After a thorough study of modern security systems, as presented in Table 1, all systems focus on security in the collection and transmission of patient data, with the main objective of protecting against attacks in the healthcare sector. The technologies used in this area focus on maintaining data privacy and integrity without affecting the performance of devices or networks. Most of the research analyzed use algorithmic technology approaches. In terms of key threats, Selvarajan & Mouratidis (2023) highlight unauthorized access, where attackers attempt to gain access to data without permission. DoS attacks, which disrupt services by overloading the network with fake requests, and man-in-the-middle attacks, in which the attacker gains control of the communication, are also critical [26]. As noted by Javaid et al. (2023), and many other researchers, ransomware attacks are widely prevalent.
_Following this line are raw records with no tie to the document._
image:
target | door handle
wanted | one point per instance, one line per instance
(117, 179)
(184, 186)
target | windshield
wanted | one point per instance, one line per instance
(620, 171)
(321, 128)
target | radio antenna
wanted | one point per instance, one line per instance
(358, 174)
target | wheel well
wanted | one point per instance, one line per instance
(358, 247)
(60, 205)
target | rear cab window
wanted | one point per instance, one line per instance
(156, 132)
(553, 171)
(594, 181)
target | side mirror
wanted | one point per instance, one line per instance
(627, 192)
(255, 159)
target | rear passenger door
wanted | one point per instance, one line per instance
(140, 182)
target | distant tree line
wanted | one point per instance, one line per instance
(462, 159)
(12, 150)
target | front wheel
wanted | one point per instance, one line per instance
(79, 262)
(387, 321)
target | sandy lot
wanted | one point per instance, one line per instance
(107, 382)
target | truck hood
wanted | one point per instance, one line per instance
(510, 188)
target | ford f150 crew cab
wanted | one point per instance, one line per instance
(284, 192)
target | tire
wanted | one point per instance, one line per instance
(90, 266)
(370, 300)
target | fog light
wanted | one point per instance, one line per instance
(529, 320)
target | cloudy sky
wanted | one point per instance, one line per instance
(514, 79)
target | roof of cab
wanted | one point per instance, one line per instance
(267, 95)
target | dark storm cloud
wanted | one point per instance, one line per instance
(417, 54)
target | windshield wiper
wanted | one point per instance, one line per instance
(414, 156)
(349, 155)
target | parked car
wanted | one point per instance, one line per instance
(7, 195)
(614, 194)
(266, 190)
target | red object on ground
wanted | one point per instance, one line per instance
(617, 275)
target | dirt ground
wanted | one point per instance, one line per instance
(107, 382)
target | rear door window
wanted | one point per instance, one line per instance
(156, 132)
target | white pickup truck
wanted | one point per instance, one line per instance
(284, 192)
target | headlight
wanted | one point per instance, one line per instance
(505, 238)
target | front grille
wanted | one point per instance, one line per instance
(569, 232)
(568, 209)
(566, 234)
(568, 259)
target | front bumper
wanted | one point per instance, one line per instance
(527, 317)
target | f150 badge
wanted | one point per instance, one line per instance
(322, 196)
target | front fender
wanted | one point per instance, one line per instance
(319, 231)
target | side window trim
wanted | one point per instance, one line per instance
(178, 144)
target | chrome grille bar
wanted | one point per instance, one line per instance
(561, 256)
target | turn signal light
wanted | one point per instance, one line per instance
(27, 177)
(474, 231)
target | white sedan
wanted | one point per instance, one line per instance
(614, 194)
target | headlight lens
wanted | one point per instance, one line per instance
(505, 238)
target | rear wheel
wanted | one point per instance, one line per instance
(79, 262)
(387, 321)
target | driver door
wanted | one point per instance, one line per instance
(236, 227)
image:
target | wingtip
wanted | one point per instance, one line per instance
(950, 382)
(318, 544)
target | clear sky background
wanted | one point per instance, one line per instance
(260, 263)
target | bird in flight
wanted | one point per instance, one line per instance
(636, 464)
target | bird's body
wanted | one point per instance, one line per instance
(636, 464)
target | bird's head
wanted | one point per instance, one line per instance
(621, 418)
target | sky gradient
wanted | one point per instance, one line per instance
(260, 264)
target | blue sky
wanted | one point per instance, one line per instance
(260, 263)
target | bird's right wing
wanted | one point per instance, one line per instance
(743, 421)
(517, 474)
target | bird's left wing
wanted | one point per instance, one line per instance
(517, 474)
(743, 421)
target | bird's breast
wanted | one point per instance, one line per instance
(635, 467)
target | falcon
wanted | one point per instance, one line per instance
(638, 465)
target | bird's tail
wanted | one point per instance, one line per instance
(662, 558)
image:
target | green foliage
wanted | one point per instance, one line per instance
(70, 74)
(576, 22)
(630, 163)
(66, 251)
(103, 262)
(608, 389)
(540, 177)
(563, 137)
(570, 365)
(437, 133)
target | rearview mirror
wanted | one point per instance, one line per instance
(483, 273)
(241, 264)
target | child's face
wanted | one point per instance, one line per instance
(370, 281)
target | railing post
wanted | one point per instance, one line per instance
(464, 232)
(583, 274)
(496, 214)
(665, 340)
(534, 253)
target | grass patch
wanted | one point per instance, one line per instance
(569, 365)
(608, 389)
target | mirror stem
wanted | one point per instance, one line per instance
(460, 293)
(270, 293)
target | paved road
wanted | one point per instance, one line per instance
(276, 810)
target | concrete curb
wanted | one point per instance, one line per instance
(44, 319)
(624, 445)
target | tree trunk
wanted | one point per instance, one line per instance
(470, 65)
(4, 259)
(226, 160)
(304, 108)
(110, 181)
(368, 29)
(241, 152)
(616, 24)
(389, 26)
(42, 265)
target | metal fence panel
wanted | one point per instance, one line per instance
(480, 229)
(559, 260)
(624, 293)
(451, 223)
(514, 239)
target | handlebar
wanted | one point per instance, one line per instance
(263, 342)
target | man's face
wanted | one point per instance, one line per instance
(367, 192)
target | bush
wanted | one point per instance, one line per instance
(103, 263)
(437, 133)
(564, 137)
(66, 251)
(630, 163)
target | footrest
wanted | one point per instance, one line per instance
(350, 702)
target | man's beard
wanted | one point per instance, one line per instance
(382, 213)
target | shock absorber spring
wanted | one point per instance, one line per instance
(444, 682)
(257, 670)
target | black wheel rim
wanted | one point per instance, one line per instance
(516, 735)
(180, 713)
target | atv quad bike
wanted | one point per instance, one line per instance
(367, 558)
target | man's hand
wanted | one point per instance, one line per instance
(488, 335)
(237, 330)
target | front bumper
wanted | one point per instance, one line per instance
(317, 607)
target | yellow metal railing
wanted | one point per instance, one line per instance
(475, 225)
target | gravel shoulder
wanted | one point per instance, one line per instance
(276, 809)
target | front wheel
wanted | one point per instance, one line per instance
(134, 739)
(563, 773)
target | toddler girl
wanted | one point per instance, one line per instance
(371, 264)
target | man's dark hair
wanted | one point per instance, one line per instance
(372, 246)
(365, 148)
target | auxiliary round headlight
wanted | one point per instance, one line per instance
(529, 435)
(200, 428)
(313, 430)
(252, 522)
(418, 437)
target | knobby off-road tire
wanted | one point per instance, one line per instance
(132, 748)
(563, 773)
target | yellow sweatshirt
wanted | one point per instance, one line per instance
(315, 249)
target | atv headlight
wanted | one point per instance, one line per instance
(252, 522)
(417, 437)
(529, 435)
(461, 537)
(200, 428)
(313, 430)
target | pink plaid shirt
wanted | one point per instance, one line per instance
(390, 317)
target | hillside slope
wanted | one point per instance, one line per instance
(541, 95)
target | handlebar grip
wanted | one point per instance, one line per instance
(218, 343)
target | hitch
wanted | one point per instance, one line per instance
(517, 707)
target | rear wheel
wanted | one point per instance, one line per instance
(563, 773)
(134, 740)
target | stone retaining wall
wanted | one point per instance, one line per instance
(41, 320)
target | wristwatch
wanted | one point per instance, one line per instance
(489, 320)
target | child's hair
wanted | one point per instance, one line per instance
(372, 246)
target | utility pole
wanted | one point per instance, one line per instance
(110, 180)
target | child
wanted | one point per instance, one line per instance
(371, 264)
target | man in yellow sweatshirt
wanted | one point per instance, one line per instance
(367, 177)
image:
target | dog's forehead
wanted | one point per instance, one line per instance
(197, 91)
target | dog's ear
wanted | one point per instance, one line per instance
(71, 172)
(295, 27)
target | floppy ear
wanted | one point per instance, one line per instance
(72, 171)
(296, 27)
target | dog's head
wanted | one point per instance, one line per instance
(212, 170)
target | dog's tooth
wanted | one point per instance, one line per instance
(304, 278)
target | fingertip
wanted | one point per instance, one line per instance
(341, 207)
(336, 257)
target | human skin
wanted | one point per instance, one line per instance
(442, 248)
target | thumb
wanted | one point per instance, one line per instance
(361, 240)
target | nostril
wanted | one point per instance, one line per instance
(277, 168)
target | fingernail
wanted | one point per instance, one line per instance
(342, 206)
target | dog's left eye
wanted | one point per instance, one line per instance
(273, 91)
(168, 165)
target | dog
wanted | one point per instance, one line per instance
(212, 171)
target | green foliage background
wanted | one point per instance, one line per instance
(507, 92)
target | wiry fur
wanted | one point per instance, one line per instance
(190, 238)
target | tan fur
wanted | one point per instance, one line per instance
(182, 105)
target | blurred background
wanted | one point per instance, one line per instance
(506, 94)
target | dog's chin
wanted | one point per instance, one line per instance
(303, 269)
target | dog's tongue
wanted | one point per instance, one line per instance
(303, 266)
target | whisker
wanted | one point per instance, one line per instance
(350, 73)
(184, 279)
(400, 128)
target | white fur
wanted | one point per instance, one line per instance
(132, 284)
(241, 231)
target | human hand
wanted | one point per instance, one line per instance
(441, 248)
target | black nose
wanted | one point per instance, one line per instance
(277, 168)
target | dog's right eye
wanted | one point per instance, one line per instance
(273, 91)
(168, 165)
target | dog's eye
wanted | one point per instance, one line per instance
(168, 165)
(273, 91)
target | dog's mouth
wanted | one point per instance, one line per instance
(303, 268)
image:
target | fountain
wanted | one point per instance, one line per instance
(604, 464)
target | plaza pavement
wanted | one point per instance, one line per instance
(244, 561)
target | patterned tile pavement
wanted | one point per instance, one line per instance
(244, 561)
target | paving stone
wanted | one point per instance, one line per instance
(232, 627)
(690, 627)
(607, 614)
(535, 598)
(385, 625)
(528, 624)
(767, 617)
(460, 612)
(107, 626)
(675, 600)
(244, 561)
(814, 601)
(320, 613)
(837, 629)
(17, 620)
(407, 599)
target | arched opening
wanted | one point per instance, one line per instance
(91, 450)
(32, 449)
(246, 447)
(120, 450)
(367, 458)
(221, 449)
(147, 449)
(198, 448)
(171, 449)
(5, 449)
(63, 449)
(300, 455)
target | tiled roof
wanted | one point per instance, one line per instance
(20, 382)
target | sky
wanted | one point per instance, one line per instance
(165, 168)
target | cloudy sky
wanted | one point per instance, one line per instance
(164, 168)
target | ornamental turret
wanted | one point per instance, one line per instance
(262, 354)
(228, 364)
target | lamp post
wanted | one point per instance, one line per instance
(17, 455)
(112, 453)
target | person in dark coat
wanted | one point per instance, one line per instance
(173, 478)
However, only in the study by Abusal et al. (2024) were they considered a significant threat and thoroughly analyzed within the context of overall security threats. Anand et al. (2024) analyzes the resilience of the proposed system through three main attack categories: Noise Removal, Geometry, and Protocol. In the Noise Removal category, the attacks include various types of noise such as Gaussian noise, while in the geometry category, attacks such as JPEG Compression, Zoom, and Rotation are considered. Finally, Ravi (2023) presents the performance of the N-IDS intrusion detection system on various datasets.

4.1. Security Systems Based on Blockchain Approaches

We note in Table 1 that Blockchain-based systems have been extensively studied by many authors. At this point, we would like to add some additional information that was considered important for a better understanding and evaluation of these systems.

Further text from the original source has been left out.